Das nove Adins em tramitação, duas já estão prontas para serem analisadas

A cobrança da contribuição de 11% sobre o vencimento dos servidores aposentados e pensionistas que excederem R$ 1.440 deverá ser definida ainda esta semana pelo Supremo Tribunal Federal (STF).

Das nove Ações Diretas de Inconstitucionalidade (Adin) atualmente tramitando no STF, duas já foram analisadas e relatadas pela ministra Ellen Gracie e já estão na pauta de julgamento do Tribunal – o que deve acontecer amanhã, em sessão ordinária, ou na quinta-feira, em sessão extraordinária.

As duas Adins questionam a constitucionalidade da reforma da Previdência, que criou a taxação dos servidores inativos do serviço público.

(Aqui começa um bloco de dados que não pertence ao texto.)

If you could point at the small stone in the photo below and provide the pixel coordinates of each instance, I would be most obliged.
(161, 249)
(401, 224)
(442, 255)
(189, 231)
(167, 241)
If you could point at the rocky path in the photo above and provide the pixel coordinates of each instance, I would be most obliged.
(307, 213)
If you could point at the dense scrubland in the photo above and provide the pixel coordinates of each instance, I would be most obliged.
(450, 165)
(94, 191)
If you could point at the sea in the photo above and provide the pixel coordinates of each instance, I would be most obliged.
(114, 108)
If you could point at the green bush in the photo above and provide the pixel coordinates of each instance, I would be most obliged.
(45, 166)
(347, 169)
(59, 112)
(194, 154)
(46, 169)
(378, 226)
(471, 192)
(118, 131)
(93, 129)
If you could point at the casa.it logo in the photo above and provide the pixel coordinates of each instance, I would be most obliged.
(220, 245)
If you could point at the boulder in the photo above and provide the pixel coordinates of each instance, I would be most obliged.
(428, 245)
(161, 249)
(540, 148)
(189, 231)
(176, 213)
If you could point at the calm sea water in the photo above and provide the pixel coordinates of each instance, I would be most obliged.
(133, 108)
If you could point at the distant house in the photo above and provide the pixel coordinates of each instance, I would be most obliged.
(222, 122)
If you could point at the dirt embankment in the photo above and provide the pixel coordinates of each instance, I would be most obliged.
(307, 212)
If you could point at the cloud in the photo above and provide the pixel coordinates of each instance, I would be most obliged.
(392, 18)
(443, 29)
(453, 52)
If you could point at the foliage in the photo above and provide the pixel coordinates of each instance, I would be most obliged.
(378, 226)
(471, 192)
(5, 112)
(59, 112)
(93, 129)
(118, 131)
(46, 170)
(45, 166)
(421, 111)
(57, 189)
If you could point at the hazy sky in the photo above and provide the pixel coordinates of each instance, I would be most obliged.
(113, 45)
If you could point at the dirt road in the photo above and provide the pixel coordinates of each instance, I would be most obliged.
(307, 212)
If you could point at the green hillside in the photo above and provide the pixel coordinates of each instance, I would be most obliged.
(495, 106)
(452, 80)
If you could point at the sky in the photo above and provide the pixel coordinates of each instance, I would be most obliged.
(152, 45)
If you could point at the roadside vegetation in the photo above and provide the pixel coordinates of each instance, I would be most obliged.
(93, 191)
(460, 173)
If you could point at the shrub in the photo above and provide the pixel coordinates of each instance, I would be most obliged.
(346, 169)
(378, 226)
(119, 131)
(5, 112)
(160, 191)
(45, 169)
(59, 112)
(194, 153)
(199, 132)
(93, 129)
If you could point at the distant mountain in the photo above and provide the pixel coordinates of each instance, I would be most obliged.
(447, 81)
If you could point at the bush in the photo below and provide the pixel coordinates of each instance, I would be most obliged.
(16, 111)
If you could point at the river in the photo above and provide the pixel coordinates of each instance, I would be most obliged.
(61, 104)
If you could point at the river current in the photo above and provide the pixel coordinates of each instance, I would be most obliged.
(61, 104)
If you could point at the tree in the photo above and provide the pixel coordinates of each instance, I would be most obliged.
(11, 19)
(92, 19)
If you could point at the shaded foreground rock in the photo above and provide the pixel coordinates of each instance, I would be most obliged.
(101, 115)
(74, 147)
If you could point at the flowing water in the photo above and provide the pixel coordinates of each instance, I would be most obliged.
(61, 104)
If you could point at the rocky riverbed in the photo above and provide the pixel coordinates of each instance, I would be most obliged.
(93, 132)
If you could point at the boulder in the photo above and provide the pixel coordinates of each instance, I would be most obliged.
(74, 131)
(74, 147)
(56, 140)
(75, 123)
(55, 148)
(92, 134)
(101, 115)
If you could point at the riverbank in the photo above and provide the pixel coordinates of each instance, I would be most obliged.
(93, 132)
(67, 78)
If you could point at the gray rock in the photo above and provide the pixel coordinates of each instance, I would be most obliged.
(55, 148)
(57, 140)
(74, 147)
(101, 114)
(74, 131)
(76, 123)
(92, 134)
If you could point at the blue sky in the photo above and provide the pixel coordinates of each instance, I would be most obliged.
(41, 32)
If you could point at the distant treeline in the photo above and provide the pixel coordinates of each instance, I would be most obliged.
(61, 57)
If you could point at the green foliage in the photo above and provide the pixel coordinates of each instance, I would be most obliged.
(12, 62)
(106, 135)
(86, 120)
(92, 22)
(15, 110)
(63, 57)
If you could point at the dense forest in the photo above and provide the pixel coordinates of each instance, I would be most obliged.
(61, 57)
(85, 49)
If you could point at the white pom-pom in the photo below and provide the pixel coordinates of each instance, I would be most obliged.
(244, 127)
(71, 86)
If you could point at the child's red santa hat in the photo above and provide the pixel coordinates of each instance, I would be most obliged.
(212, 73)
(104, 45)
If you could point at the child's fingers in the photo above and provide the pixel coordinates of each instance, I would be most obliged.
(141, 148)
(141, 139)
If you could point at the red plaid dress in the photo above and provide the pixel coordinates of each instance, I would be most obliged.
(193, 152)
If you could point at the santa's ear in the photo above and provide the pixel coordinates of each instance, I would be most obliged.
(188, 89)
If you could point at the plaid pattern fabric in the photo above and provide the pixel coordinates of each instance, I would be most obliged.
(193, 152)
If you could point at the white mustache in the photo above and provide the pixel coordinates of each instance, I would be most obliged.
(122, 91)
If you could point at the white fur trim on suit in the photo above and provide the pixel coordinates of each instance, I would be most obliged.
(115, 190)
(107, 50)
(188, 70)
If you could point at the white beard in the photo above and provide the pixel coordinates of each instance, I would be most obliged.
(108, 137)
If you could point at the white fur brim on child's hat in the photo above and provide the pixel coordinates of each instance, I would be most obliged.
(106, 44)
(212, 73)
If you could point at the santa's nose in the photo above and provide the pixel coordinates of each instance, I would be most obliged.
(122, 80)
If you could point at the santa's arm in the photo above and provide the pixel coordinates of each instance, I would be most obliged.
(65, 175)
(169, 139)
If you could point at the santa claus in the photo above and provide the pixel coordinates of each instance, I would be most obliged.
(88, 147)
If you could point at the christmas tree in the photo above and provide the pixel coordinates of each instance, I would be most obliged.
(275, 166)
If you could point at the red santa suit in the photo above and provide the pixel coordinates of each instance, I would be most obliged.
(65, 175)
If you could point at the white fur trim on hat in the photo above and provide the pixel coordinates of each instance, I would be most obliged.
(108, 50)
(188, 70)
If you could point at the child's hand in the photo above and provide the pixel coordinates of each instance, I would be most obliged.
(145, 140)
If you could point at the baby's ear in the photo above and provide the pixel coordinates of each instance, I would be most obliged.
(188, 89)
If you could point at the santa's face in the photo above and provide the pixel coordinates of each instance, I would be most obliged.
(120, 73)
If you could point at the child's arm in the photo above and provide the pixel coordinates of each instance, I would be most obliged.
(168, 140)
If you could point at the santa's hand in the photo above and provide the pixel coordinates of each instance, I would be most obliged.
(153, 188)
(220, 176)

A Adin nº 3105, ajuizada pela Associação Nacional dos Membros do Ministério Público (Conamp) em dezembro de 2003, e a Adin nº 3128, da Associação Nacional dos Procuradores da República (ANPR), que chegou ao Supremo em fevereiro de 2004, receberam parecer favorável da Procuradoria-Geral da República, apontando a inconstitucionalidade da contribuição.

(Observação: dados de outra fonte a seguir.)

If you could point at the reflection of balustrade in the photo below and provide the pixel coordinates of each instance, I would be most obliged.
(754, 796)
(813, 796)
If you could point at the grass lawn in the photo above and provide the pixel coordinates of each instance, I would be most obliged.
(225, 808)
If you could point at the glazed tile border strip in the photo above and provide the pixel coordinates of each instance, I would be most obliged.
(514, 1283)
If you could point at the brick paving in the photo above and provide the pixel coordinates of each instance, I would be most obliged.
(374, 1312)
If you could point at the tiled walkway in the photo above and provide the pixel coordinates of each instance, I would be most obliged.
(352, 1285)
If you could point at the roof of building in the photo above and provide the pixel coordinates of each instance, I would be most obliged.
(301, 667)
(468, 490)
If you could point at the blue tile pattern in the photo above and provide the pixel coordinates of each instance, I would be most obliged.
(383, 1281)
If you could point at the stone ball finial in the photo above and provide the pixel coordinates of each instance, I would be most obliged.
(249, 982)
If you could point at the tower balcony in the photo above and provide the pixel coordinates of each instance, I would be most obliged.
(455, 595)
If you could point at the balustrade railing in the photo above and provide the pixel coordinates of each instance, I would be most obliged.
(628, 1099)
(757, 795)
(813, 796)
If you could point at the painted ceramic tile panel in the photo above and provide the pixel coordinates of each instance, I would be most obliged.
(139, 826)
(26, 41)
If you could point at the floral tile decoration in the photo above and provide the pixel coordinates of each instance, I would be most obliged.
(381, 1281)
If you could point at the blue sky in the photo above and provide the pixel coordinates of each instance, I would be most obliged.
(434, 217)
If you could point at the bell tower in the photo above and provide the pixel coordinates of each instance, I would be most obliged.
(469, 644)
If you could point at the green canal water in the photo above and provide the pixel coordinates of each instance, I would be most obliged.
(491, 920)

Para o presidente do Movimento dos Servidores Públicos Aposentados e Pensionistas (Mosap), Edison Guilherme Haubert, a inconstitucionalidade da matéria é clara: "Nós entendemos que a emenda retira direitos individuais já conquistados, o que é proibido pelo artigo 5º da Constituição Federal (que trata sobre direitos adquiridos). Eles só poderiam mudar a lei com uma nova Constituinte (reforma da Constituição prevista em lei)", explicou.

Edison Haubert disse ainda que confia que o Supremo votará favoravelmente à Adin proposta pela associação para eliminar a contribuição de 11% sobre o vencimento dos aposentados e pensionistas. "Se não for assim, poderemos rasgar a Constituição. Ninguém descumpriu a lei ao se aposentar. Portanto, não dá para jogar no lixo o direito líquido e certo de milhares de pessoas para que o governo faça caixa", criticou, referindo-se à suposta economia anual de R$ 1,4 bilhão nos cofres públicos.

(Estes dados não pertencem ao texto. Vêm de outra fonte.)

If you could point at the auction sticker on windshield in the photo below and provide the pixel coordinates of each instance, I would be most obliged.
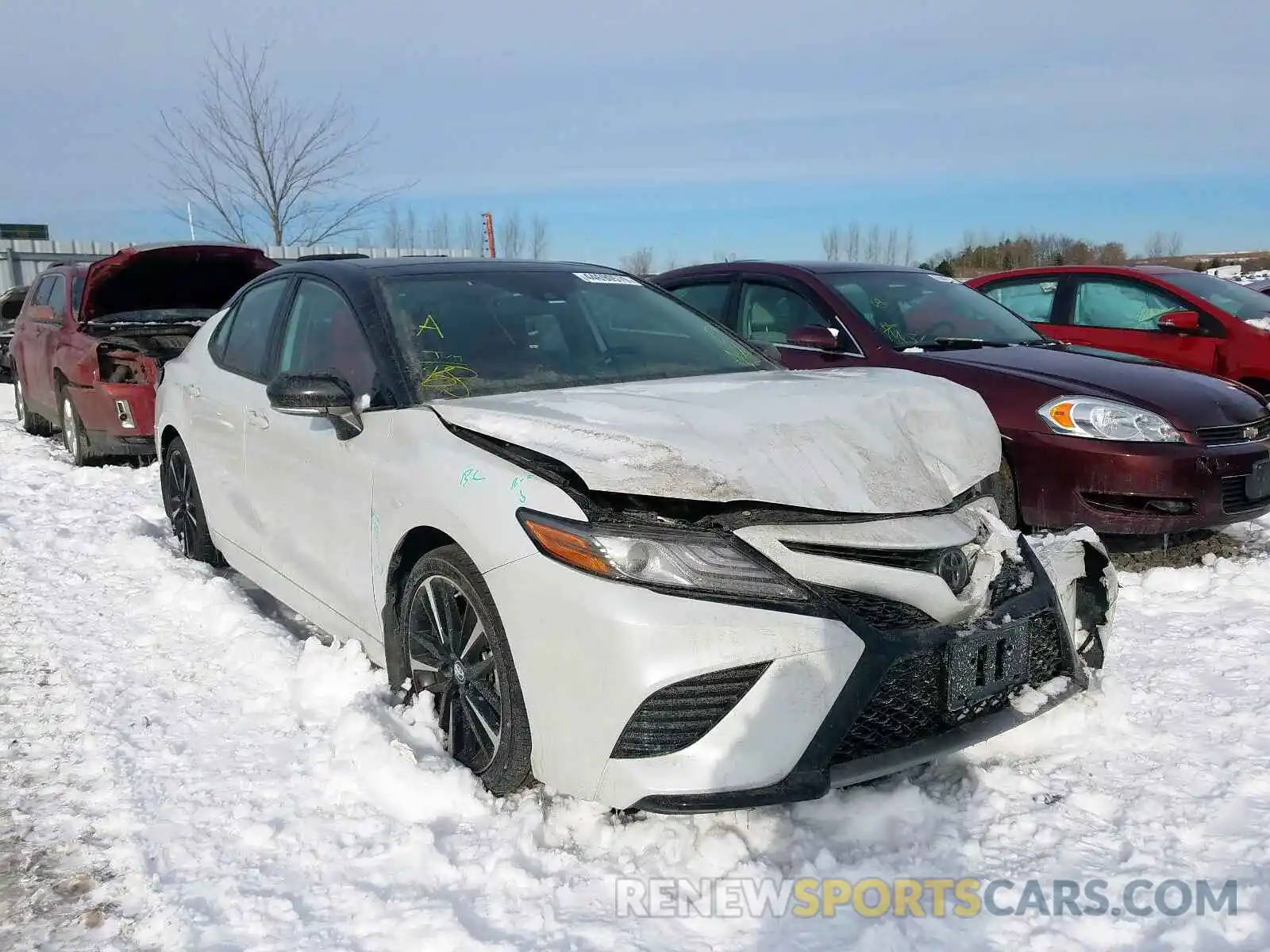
(606, 278)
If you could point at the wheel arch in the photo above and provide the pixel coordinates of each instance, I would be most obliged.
(416, 543)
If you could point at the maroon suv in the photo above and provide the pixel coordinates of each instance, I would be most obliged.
(1123, 444)
(89, 340)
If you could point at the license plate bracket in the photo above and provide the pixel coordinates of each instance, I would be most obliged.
(984, 663)
(1257, 484)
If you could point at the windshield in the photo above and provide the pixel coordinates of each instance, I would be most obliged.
(918, 309)
(1244, 302)
(506, 332)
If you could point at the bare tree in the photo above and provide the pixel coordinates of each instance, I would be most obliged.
(539, 240)
(473, 236)
(256, 163)
(832, 244)
(851, 251)
(638, 262)
(438, 232)
(873, 245)
(511, 238)
(892, 254)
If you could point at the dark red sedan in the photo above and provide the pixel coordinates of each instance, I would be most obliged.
(1122, 444)
(1184, 317)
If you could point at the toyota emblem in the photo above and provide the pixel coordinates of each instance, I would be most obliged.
(954, 568)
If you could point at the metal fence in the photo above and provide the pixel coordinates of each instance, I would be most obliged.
(22, 260)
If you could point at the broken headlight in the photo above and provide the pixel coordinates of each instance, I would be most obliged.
(660, 559)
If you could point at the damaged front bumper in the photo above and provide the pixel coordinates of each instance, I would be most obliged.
(922, 689)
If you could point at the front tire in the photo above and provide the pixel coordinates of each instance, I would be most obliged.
(74, 437)
(35, 424)
(184, 505)
(459, 657)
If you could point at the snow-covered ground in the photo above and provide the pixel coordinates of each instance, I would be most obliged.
(184, 767)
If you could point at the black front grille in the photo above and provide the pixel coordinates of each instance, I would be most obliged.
(683, 714)
(1235, 495)
(1229, 436)
(910, 704)
(882, 613)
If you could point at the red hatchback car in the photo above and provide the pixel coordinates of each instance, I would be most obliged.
(1183, 317)
(1119, 443)
(89, 340)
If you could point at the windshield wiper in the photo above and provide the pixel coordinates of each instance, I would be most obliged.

Embora tenha sido promulgada em dezembro do ano passado, alguns pontos da reforma da Previdência continuam sendo negociados na chamada PEC Paralela, que está ainda tramitando na Câmara dos Deputados.

Entre as propostas, está aumentar para R$ 2.400 a isenção da contribuição previdenciária para servidores inativos ou pensionistas portadores de doenças incapacitadas para o trabalho.